Discussion and Concluding Remarks

In this report, we illustrate two interesting cases of co-infection with omicron BA.1 and omicron BA.2 in co-exposed individuals in the same household. In both individuals, genome sequencing and/or S-gene specific PCR identified omicron BA.1 at early time-points, which was replaced by omicron BA.2 at later time-points of the infection.

The timeline of our sample collection and symptom onset supports the proposition that individual 1 initially got infected with omicron BA.1 and exposed individual 2. During the incubation phase or early phase of infection individual 2 most likely got exposed to omicron BA.2 independently, which quickly outcompeted omicron BA.1 in his upper respiratory tract. During home isolation with individual 2, individual 1 who was already infected with omicron BA.1 got exposed to omicron BA.2, which seems to have outcompeted omicron BA.1 in the following days. These observations suggest that omicron BA.2 has biological properties allowing it to outcompete omicron BA.1 in the host, at least in the immunological and genetic context of these two individuals. Similar cases of co-infection with two different SARS-CoV-2 variants could serve as an evolutionary substrate for viral recombination events, and the emergence of new variants.
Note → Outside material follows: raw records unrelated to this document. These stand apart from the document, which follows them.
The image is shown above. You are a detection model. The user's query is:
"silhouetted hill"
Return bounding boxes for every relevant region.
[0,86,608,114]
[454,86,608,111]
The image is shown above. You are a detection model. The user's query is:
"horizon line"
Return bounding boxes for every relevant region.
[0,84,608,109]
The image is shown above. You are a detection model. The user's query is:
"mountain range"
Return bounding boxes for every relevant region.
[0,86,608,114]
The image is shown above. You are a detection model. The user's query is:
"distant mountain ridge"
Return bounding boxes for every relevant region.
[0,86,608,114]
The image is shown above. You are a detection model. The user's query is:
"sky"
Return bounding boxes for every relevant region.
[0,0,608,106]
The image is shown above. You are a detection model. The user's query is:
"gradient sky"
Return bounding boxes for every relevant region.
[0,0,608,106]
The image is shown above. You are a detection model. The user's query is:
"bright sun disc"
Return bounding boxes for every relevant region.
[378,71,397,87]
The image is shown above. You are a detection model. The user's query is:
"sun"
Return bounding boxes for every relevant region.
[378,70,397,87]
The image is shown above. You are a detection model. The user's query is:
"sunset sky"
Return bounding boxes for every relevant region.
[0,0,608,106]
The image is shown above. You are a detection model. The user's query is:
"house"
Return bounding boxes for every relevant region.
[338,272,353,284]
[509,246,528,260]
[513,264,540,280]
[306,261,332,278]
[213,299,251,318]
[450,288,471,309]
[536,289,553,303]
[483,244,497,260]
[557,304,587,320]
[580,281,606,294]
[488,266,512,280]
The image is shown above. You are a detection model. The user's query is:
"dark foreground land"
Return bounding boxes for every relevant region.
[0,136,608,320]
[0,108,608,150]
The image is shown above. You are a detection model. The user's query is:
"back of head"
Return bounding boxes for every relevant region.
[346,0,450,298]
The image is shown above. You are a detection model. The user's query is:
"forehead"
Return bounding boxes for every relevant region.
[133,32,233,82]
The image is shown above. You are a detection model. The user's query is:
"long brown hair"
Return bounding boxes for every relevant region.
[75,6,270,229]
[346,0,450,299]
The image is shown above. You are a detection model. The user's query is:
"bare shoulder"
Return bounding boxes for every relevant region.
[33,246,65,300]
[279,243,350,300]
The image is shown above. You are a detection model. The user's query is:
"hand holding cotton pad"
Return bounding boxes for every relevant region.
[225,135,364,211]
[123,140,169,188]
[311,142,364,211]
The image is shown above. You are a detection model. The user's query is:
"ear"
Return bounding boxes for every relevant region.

In addition, our study has several limitations. The most obvious one is the small sample size of two non-related individuals; meaning that our observations are not readily translatable for other households or larger populations. Second, we were unable to provide complete ungapped genome assembly and full genome coverage of the sample collected on day 2 from individual 2. Unfortunately, this prevented us to conduct more detailed genomic analyses to evaluate the complete distribution and representation of the omicron subvariants in that sample.

All in all, our observations although limited in nature are consistent with the epidemiological situation in several other countries, where omicron BA.2 has replaced or has been replacing omicron BA.1. These studies along with our observations suggest that omicron BA.2 has biological features leading to host-specific growth advantage.